Statistics
art and science of collecting, analyzing, presenting, and interpreting data
data
facts and figures collected, analyzed, and summarized for presentation and interpretation
Data set
all the data collected in particular study
elements
entities on which data are collected
variable
characteristics of interest for the elements
observation
set of measurements obtained for a particular element
nominal scale
scale of measurement for a variable when the data are labels or names used to identify an attribute of an element. Nominal data may be non numeric or numeric.
Ordinal scale
scale of measurement for a variable if the data exhibit the properties of nominal data and the order or rank of the data is meaningful. ordinal data may be non numeric or numeric
interval scale
scale of measurement for a variable if the data demonstrate the properties of ordinal data and the interval between values is expressed in terms of a fixed unit of measure. Interval data are always numeric.
ratio scale
scale of measurement for a variable if the data demonstrate all the properties of interval data and the ratio of two values is meaningful. Ratio data are always numeric.
Categorical data
labels or names used to identify an attribute of each element. Categorical data us either the nominal or ordinal scale of measurement and may be non numeric or numeric
Quantitative data
numeric values that indicate how much or how many of something.

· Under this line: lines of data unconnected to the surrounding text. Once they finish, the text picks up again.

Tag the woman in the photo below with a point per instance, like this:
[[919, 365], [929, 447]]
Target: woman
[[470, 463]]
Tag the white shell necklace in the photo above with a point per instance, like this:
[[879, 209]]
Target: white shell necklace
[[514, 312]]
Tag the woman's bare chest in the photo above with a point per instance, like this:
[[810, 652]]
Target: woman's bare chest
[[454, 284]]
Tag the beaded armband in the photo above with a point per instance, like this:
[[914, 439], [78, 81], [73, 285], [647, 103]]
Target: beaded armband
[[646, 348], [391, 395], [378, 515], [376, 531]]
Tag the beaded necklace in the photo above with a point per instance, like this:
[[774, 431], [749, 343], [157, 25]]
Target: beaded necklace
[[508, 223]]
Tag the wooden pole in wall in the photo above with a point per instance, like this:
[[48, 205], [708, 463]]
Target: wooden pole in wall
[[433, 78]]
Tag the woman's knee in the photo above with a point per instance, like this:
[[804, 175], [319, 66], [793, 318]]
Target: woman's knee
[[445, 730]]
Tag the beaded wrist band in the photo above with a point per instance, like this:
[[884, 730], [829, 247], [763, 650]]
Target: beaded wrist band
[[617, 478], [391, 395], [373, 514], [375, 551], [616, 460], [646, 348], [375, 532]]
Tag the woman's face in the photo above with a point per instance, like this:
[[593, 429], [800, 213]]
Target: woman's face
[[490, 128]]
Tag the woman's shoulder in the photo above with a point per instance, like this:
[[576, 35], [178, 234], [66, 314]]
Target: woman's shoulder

Obtained using either interval or ratio sale of measurement
categorical variable
variable with categorical data
quantitative variable
variable with quantitative data
cross-sectional data
data collected at the same or approximately the same point in time
Time series data
data collected over several time periods
descriptive statistics
tabular, graphical, and numerical summaries of data
population
set of all element of interest in a particular study
sample
subset of the population
census
survey to collect data on the entire population
sample survey
survey to collect data on a sample
statistical inference
process of using data obtained from a sample to make estimates or test hypotheses about the characteristics of a population
data mining
process of using procedures from statistics and computer science to extract useful information from extremely large databases
frequency distribution
tabular summary of data showing the number of data values in each of several non overlapping classes
relative frequency distribution
tabular summary of data showing the fraction or proportion of data values in each of several non overlapping classes
percent frequency distribution
tabular summary of data showing the percentage of data values in each of several non overlapping classes
bar chart
graphical device for depicting qualitative data that have been summarized in a frequency, relative frequency, or percent frequency distribution
pie chart
graphical device for presenting data summaries based on subdivision of a circle into sectors that correspond to the relative frequency for each class
class midpoint
value halfway between the lower and upper class limits
dot plot
graphical device that summarizes data by the number of dots above each data value on the horizontal axis
histogram
graphical presentation of a frequency distribution, relative frequency distribution, or percent frequency distribution of quantitative data constructed by placing the class intervals on the horizontal axis and the frequencies, relative frequencies, or per
cumulative frequency distribution
tabular summary of quantitative data showing the number of data values that are less than or equal to the upper class limit of each class
cumulative relative frequency distribution
tabular summary of quantitative data showing the fraction or proportion of data values that are less than or equal to the upper class limit of each class
cumulative percent frequency distribution
tabular summary of quantitative data showing the percent of data values that are less than or equal to the upper class limit of each class
ogive
graph of a cumulative distribution
exploratory data analysis
methods that use simple arithmetic and easy-to-draw graphs to summarize data quickly
stem-and-leaf display
exploratory data analysis technique that simultaneously rank orders quantitative data and provides insight about the shape of the distribution
crosstabulation
tabular summary of data for two variables. the classes for one variable are represented by the rows; the classes for the other variable are represented by the columns
simpson's paradox
conclusions drawn from two or more separate crosstabulations that can be reversed when the data are aggregated into a single crosstabulation
scatter diagram
graphical presentation of the relationship between two quantitative variables. One variable is shown on the horizontal axis and the other variable is shown on the vertical axis
trendline
line that provides an approximation of the relationship between two variables.
sample statistic
numerical value used as a summary measure for a sample
population parameter
numerical value used as a summary measure for a population
point estimator
sample statistic, such as x bar, s2, and s, when used to estimate the corresponding population parameter
mean
measure of central location computed by summing the data values and dividing by the number of observations
median
measure of central location provided by the value in the middle when the data are arranged in ascending order
mode
measure of location, defined as the value that occurs with greatest frequency
percentile
value such that at least p percent of the observations are less than or equal to this value and at least (100-p) percent of the observations are greater than or equal to this value.
quartiles
specific percentiles
range
the difference between the largest and smallest data values